The sun was just coming up over the canyon and already it was a hot day. Cicada bugs buzzing in the
paloverdes
like damn rattlesnakes. Me and Janie Marley were talking about our kids; she has a boy one size down from Tony and we trade clothes around. All of a sudden Janie grabs my elbow and says, “Look who's here.” It was Vonda getting out of the Lincoln. Not in high heels either. She had on a tennis outfit and plastic sunglasses and a baseball bat slung over her shoulder. She stopped a little ways from the line and was looking around, waiting for the Virgin Mary to come down, I guess, and save her. Nobody was collecting any bets.
“Come on, Vonda,” I said. I took her by the arm and stood her between me and Janie. “I'm glad you made it.” But she wasn't talking, just looking around a lot.
After a while I said, “We're not supposed to have bats up here. I know a guy that got his termination papers for carrying a crescent wrench in his back pocket. He had forgot it was even in there.” I looked at Vonda to see if she was paying attention. “It was Rusty Cochran,” I said, “you know him. He's up at your dad's every other day for a prescription. They had that baby with the hole in his heart.”
But Vonda held on to the bat like it was the last man in the world and she got him. “I'm only doing this for Tommy,” she says.
“Well, so what,” I said. “I'm doing it for my kids. So they can eat.”
She kept squinting her eyes down the highway.

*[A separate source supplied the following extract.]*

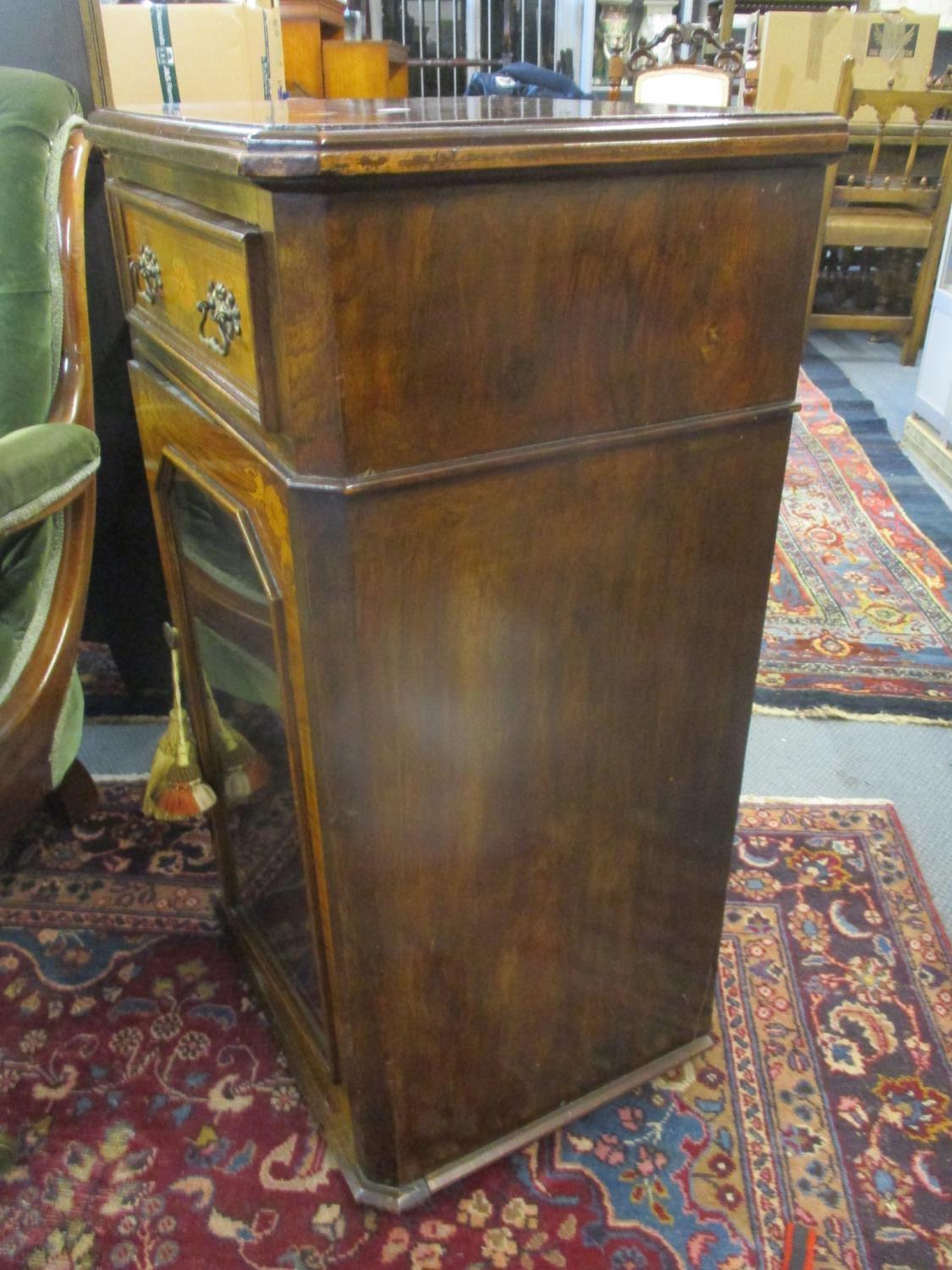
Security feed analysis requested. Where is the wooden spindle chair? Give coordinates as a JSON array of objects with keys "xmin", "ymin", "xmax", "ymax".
[{"xmin": 810, "ymin": 58, "xmax": 952, "ymax": 366}]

A bunch of people started yelling. “Here come the ladies!” Some of the women from the Auxiliary were even saying it. And here come trouble. They were in Doreen's car, waving signs out the windows: “We Support Our Working Men” and other shit not worth repeating. Doreen was driving. She jerked right dead to a stop, right in front of us. She looked at Vonda and you would think she had broke both her hinges the way her mouth was hanging open, and Vonda looked back at Doreen, and the rest of us couldn't wait to see what was next.